La habían despedido a finales de invierno; pasó el verano, pero volvió el invierno. Días cortos, menos trabajo. En invierno, ni calor, ni luz, ni mediodía; se junta el anochecer con la mañana: niebla, crepúsculo, la ventana está gris, no se ve. El cielo es un tragaluz. El día entero es un sótano. El sol parece un mendigo. ¡Qué estación tan espantosa! El invierno convierte en piedra el agua del cielo y el corazón del hombre. Sus acreedores la acosaban.

Lo que Fantine ganaba era poco. Habían crecido las deudas. Los Thénardier, a los que pagaba mal, le escribían cada dos por tres cartas cuyo contenido la dejaba desconsolada y cuyos portes eran ruinosos. Un día le escribieron que su Cosette iba en cueros con el frío que hacía, que necesitaba una falda de lana y que la madre tenía que mandar por lo menos diez francos para comprarla. Fantine recibió la carta y se pasó el día sobándola. A última hora de la tarde, entró en una barbería que estaba en la esquina y se quitó el peinecillo. La preciosa melena rubia le cayó hasta las caderas.

—¡Qué pelo tan bonito! —exclamó el barbero.

—¿Cuánto me daría? —preguntó ella.

—Diez francos.

—Córtemelo.

Compró una falda de lana y se la mandó a los Thénardier.

La falda enfureció a los Thénardier. Lo que querían era dinero. Le dieron la falda a Éponine. La pobre Alondra siguió tiritando.

Fantine pensó: «Mi niña ya no tiene frío. La he vestido con mi pelo». Se ponía unos gorritos redondos que le tapaban la cabeza esquilada y con los que seguía estando guapa.

Un proceso tenebroso iba ocurriendo en el corazón de Fantine.

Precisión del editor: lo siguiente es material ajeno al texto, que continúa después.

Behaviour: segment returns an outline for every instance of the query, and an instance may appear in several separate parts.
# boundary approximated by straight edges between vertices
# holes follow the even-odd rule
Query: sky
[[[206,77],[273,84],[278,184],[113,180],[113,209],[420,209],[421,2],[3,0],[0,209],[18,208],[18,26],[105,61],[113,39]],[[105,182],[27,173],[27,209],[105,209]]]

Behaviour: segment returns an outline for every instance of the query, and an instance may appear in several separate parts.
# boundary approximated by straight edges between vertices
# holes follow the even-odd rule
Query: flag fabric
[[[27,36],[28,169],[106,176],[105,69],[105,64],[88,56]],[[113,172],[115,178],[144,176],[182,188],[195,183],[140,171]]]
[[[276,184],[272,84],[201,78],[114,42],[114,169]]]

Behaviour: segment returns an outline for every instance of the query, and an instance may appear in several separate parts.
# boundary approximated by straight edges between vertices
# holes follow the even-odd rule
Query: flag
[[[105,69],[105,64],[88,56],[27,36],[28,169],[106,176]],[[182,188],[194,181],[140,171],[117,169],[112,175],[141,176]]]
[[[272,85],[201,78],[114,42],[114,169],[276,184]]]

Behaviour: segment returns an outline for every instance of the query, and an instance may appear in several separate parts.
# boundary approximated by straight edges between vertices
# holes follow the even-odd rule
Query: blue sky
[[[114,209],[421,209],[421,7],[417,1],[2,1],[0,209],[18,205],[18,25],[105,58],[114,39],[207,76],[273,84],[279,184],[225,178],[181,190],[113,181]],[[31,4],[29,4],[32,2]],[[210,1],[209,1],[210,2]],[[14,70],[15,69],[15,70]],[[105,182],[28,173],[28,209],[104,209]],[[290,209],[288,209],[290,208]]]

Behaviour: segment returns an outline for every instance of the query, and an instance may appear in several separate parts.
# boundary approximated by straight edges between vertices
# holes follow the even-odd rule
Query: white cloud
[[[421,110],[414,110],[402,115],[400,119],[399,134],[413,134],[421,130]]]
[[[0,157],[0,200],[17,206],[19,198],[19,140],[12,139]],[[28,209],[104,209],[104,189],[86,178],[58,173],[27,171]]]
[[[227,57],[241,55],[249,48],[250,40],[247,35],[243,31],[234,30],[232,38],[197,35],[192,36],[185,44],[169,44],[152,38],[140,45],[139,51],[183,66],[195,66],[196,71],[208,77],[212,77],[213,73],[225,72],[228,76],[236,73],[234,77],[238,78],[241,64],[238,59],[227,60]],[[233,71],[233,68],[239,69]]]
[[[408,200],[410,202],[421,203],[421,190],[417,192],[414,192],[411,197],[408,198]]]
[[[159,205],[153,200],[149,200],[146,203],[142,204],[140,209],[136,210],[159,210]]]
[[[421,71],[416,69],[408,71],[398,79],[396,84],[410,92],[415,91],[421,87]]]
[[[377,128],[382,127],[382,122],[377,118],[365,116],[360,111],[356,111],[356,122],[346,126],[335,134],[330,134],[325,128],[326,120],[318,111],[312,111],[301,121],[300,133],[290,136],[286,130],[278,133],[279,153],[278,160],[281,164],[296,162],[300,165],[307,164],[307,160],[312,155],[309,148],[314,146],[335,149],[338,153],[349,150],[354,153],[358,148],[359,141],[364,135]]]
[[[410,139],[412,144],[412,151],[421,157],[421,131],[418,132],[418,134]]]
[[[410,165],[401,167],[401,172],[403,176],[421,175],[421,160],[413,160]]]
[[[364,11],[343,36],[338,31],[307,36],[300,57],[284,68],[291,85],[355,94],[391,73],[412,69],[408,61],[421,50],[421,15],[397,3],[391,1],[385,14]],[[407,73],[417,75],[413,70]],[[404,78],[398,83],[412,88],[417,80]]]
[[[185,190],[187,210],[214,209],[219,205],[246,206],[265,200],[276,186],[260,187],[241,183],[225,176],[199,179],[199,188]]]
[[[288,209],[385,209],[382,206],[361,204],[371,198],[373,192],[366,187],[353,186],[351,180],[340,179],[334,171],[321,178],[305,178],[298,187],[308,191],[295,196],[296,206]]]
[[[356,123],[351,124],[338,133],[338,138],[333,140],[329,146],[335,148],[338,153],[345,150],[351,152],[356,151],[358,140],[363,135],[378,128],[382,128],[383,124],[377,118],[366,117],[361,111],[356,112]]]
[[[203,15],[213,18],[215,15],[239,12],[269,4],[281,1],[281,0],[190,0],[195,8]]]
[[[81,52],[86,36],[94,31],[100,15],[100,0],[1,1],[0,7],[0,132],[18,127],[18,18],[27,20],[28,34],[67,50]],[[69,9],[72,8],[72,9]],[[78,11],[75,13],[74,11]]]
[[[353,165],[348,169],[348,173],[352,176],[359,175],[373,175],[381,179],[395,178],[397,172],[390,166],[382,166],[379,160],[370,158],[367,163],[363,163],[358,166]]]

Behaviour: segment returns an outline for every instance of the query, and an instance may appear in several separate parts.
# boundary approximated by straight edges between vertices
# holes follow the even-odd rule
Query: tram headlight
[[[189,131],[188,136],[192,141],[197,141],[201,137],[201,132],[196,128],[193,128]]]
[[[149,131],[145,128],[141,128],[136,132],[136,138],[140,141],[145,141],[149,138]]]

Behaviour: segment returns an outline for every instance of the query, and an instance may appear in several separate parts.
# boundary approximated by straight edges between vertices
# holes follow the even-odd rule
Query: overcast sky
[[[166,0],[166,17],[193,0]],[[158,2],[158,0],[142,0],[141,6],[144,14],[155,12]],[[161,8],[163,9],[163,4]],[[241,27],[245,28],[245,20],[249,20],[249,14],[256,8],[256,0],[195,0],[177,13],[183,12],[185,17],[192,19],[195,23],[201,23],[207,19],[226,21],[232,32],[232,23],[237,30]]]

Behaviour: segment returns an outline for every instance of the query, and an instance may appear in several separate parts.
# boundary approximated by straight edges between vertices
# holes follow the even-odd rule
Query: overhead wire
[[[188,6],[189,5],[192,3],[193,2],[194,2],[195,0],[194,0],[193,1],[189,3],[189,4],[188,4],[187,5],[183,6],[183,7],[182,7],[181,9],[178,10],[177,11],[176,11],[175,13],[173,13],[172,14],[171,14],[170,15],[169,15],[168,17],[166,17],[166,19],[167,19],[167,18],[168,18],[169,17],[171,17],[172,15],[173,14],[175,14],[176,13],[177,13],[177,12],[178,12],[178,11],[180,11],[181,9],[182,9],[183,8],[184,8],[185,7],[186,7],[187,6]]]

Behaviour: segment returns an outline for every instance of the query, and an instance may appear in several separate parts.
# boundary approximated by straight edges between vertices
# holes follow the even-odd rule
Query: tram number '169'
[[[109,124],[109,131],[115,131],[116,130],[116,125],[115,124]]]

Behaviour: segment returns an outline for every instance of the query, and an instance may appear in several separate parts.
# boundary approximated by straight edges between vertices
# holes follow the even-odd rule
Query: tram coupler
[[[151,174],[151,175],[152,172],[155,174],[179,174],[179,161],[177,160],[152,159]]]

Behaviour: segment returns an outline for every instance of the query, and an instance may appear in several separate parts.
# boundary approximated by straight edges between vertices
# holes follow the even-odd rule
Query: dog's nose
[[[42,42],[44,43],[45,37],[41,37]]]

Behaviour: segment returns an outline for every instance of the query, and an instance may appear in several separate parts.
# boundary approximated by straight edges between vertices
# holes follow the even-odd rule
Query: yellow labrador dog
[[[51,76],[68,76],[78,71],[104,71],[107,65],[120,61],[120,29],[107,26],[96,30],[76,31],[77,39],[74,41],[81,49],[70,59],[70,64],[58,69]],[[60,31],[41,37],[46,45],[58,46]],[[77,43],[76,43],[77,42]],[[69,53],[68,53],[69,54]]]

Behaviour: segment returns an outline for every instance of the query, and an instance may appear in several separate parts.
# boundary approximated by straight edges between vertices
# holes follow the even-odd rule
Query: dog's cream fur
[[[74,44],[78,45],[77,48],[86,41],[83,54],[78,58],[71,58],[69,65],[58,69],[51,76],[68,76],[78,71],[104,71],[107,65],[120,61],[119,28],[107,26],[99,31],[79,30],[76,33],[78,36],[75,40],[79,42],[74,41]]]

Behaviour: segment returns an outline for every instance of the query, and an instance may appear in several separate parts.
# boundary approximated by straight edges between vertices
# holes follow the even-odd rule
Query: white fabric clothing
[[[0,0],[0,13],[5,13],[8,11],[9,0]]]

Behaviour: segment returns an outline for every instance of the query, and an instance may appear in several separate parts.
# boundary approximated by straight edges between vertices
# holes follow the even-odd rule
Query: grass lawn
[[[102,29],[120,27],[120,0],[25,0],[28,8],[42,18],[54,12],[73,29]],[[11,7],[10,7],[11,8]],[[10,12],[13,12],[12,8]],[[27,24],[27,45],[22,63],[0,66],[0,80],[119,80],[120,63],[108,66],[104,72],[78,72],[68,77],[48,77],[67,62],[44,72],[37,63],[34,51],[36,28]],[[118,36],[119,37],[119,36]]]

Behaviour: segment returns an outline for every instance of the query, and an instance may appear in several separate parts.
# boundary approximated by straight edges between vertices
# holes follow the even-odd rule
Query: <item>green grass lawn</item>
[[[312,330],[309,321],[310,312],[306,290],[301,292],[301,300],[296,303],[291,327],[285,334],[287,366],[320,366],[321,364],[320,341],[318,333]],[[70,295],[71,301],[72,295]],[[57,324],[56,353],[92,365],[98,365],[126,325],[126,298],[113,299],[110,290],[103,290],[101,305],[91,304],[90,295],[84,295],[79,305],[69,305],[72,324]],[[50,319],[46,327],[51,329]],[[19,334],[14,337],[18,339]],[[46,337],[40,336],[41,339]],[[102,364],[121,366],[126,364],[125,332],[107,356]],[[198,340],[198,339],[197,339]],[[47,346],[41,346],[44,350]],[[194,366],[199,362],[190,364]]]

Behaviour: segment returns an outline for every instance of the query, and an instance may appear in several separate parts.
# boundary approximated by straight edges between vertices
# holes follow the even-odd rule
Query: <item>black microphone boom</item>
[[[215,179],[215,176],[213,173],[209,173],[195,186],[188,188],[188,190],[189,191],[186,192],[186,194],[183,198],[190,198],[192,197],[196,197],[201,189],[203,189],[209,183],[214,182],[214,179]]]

Cuando vio que ya no podía peinarse, empezó a odiar todo cuanto la rodeaba. Durante mucho tiempo había venerado, como todo el mundo, a Madeleine; no obstante, a fuerza de repetirse que era él quien la había despedido y que era el culpable de sus desdichas, acabó por odiarlo también. Cuando pasaba delante de la fábrica a la hora en que los obreros estaban en la puerta, hacía gala de reír y cantar.

Una operaria vieja, que la vio una vez cantar y reírse así, dijo: «Esta muchacha va a acabar mal».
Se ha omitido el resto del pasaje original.